The eighteenth and nineteenth century correspondence archive
Out Letter Books [series LB; 105 vols]
Following the reorganisation of record keeping in the late-1820s, copies of the partners' most important out-letters were henceforth to be kept in a series of letter books. The series begins in 1831 and, although it runs until 1970, it is of marginal importance from about 1910. The letters were copied, while the ink was still wet, on to tissue paper which was then pasted into letter books. Sometimes the copies smudged and therefore they are generally difficult to read. From the 1890s typescript copies became common. The letters are indexed by name of correspondent and, on a few occasions, by subject.
Generally, each book covers a calendar year. Sometimes they cover longer periods, for example in the 1830s.

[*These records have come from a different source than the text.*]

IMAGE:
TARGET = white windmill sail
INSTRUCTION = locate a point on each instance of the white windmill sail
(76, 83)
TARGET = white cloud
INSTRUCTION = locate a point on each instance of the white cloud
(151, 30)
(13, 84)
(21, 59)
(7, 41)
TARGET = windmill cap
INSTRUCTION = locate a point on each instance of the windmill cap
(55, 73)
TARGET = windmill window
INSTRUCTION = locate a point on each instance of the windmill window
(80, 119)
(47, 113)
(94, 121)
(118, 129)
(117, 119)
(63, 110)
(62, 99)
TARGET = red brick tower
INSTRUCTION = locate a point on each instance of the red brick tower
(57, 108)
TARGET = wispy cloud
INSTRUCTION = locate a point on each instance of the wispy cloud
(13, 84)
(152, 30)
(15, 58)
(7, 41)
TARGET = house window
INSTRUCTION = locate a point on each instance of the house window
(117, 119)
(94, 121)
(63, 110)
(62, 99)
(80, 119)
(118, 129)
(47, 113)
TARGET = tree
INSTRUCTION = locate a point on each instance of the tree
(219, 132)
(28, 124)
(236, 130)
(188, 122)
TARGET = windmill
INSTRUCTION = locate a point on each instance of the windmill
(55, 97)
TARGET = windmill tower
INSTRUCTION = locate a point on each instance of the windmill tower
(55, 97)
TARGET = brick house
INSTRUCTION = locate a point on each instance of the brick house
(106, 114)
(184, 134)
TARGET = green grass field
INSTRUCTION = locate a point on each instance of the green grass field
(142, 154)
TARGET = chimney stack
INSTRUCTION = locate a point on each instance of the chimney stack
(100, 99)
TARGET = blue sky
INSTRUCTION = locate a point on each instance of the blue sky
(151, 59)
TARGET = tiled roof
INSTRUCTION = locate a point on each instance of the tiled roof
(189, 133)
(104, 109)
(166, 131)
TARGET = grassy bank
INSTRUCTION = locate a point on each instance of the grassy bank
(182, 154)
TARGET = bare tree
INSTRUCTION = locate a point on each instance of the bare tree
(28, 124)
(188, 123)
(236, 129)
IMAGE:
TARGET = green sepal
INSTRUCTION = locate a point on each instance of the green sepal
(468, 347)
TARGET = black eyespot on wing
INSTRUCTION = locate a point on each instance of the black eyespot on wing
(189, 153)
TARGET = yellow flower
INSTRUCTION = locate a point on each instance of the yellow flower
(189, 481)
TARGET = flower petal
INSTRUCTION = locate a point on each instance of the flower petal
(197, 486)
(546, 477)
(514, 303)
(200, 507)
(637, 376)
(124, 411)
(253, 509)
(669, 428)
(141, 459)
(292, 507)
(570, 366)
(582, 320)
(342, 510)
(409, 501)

From 1872 until 1886 there is a separate book each year for letters sent to Thomas Ward and from 1887 to 1889 for letters sent to Kidder Peabody, both of whom were agents of Barings based in Boston, US.

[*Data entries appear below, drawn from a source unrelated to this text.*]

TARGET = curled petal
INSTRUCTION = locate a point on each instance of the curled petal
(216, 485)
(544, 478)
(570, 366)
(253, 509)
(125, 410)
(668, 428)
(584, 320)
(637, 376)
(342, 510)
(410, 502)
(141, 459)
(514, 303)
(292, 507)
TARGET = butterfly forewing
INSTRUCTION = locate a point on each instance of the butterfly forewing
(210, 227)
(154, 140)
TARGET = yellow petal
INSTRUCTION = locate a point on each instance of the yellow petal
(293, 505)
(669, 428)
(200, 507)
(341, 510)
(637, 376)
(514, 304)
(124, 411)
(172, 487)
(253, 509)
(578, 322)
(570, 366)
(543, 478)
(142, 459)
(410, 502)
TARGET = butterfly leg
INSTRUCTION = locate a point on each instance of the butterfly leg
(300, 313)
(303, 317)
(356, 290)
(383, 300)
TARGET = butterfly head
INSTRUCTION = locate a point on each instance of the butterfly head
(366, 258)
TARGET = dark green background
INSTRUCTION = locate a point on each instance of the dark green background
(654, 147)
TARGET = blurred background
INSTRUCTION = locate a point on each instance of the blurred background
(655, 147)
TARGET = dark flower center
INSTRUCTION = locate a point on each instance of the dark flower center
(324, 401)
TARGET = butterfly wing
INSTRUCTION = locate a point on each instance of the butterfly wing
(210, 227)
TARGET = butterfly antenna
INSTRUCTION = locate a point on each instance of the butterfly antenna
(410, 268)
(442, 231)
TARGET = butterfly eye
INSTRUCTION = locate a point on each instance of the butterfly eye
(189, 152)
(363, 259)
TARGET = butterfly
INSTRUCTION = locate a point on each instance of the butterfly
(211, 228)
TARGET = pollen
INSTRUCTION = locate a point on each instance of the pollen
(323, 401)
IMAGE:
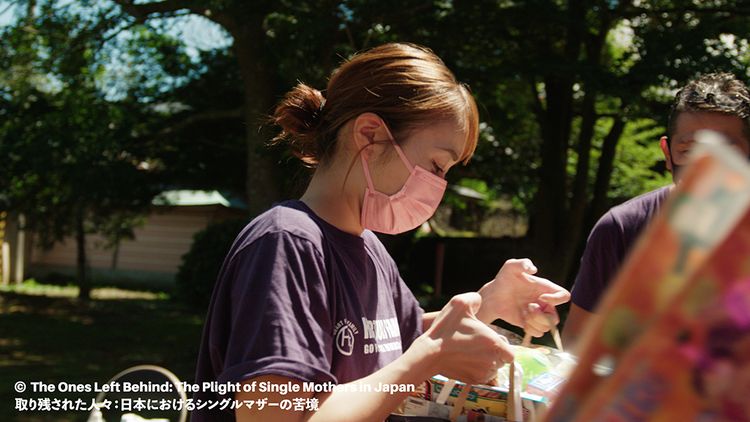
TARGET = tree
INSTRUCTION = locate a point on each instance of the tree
(69, 163)
(572, 75)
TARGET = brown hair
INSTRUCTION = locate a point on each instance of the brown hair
(715, 93)
(407, 85)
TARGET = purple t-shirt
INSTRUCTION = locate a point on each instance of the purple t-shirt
(609, 243)
(299, 298)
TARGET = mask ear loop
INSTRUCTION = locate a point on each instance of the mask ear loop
(398, 148)
(366, 171)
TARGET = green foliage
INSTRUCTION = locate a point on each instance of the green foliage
(200, 265)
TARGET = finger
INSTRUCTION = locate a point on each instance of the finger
(535, 328)
(504, 350)
(467, 302)
(540, 320)
(528, 266)
(555, 298)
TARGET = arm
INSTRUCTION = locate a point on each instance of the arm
(349, 402)
(456, 344)
(427, 319)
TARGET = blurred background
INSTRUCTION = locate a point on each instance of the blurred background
(133, 149)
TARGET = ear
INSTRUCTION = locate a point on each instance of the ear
(664, 145)
(368, 130)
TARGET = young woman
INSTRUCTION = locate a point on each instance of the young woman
(309, 296)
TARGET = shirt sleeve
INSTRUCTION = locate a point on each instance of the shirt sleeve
(601, 260)
(279, 320)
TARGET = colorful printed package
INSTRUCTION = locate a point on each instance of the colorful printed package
(703, 211)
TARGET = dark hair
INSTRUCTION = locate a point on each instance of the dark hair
(405, 84)
(714, 93)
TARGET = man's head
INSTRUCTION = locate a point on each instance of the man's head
(717, 101)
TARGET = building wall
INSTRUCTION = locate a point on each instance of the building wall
(157, 248)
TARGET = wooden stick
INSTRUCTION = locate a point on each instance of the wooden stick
(458, 405)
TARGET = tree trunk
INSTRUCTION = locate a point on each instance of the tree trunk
(549, 229)
(604, 172)
(262, 187)
(577, 213)
(84, 288)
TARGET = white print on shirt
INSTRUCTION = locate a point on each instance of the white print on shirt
(343, 334)
(381, 329)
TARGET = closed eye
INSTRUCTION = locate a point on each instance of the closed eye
(437, 169)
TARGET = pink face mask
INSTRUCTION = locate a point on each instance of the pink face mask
(408, 208)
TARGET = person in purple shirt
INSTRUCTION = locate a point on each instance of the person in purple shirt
(308, 298)
(716, 101)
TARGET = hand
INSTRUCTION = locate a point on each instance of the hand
(522, 299)
(466, 349)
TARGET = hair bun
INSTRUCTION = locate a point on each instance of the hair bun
(298, 115)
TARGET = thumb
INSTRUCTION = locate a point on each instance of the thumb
(555, 298)
(469, 302)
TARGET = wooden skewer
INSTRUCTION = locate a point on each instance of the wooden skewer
(458, 405)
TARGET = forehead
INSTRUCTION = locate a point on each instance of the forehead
(688, 123)
(445, 134)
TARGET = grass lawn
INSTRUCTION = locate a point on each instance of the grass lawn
(47, 335)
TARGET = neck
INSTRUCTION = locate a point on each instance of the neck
(336, 197)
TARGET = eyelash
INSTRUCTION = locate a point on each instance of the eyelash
(437, 169)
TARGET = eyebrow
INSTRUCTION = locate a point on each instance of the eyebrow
(453, 153)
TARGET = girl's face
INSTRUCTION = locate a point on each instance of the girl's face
(435, 148)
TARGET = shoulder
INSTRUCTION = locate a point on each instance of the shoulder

The letter books are highly important as they contain the most confidential letters of the partners and do not relate to the routine business of the house. In order to develop a complete understanding of their subject matter, they must be read in conjunction with in-letters [if they survive] held in House Correspondence.

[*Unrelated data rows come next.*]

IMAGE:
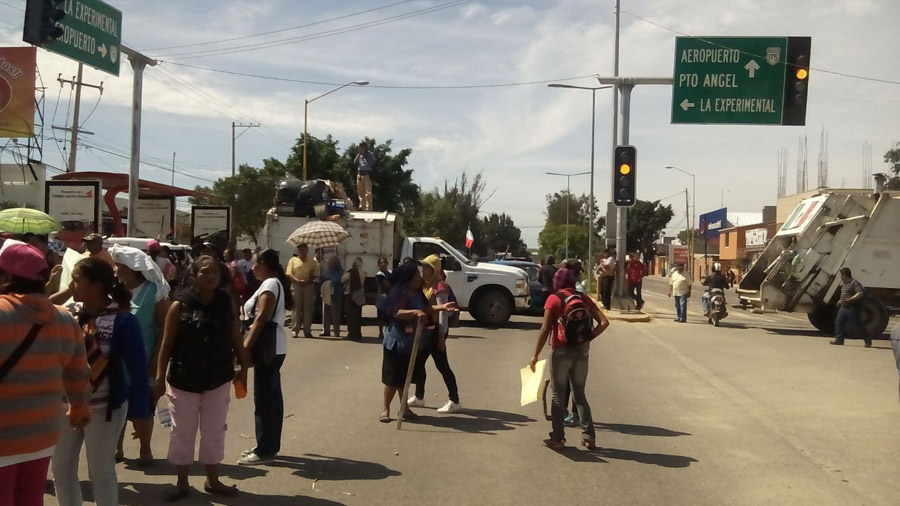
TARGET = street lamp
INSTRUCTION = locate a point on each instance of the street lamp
(306, 108)
(693, 211)
(593, 90)
(568, 198)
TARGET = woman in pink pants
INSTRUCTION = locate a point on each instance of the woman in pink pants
(200, 343)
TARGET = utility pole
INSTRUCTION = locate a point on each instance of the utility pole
(233, 139)
(76, 83)
(138, 63)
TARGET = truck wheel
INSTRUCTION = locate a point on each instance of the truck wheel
(874, 316)
(822, 318)
(494, 308)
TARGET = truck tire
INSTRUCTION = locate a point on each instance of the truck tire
(874, 316)
(493, 308)
(822, 318)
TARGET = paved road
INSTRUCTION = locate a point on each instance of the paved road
(686, 414)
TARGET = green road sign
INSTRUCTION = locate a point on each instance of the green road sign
(92, 34)
(729, 80)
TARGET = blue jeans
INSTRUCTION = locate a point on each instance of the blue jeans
(681, 307)
(848, 315)
(569, 364)
(269, 407)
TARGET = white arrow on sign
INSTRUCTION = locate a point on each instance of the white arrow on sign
(752, 67)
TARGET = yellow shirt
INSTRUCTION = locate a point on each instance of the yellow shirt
(303, 270)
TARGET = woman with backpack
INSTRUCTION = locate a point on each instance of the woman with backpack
(569, 323)
(200, 345)
(267, 305)
(115, 352)
(438, 293)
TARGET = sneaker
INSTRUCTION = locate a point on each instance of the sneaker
(255, 460)
(450, 407)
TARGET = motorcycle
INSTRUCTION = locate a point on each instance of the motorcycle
(716, 309)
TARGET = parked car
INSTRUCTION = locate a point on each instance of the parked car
(531, 270)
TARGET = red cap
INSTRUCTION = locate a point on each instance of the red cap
(25, 261)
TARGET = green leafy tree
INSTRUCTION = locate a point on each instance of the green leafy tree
(646, 220)
(892, 158)
(250, 193)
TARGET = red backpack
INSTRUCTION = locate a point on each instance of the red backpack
(575, 320)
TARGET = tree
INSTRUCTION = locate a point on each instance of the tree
(646, 220)
(250, 193)
(892, 158)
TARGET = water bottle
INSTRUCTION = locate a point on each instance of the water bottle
(165, 417)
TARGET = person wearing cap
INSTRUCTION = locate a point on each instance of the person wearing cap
(52, 365)
(93, 247)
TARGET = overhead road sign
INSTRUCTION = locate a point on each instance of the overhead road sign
(740, 80)
(91, 34)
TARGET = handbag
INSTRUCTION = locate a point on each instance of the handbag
(262, 351)
(19, 351)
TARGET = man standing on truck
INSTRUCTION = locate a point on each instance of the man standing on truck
(303, 272)
(365, 164)
(848, 309)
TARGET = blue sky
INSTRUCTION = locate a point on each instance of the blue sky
(514, 134)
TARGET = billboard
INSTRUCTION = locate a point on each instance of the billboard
(712, 222)
(211, 223)
(17, 71)
(154, 218)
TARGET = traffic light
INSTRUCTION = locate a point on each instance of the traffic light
(796, 81)
(41, 17)
(625, 177)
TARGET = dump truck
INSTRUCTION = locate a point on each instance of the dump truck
(799, 271)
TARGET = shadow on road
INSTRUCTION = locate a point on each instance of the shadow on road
(139, 494)
(602, 454)
(322, 468)
(475, 421)
(638, 430)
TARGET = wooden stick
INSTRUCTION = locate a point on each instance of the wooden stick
(412, 366)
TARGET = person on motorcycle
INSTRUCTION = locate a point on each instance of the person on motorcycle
(716, 280)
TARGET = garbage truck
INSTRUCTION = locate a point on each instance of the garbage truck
(490, 292)
(799, 271)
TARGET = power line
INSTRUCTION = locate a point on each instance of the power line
(314, 36)
(388, 87)
(833, 72)
(307, 25)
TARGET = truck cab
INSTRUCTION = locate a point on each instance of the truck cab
(490, 292)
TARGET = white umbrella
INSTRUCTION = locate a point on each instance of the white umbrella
(319, 234)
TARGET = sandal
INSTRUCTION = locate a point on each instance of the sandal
(228, 491)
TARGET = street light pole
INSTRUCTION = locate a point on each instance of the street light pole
(593, 90)
(568, 200)
(306, 115)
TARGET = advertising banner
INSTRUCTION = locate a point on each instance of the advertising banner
(211, 223)
(155, 218)
(17, 71)
(712, 222)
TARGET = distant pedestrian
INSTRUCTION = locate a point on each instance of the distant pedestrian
(303, 272)
(115, 352)
(569, 319)
(680, 288)
(42, 360)
(634, 271)
(268, 304)
(365, 165)
(354, 299)
(438, 293)
(848, 309)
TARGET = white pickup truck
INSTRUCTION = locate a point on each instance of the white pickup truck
(491, 293)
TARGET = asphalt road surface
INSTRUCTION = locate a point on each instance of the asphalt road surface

The recipients of these letters include the major corresponding banks, for example Hopes of Amsterdam and Hottinguer of Paris, the representatives of foreign governments for which bond issues and advances were made, Barings' Liverpool house and the firm's representatives when they were located abroad, especially Nicholas Bouwer and Essex Reade. The volumes from the 1880s mostly comprise letters sent to Argentina.
The letter books declined in importance in the mid-1880s and after 1910 contain letters of marginal importance which did not fit easily into other record series. By 1900 new methods of record keeping meant that for the first time out- and in-letters were being filed together in a new series called Partners' Filing.
The value of the letter books prior to 1870 has been undermined by the removal of large numbers of letters relating to Canada and the US [and also to other countries should such a letter, or part of a letter, happen to be on the same page as the Canadian or US letter]. The missing letters are now amongst the Baring Papers in the National Archives of Canada.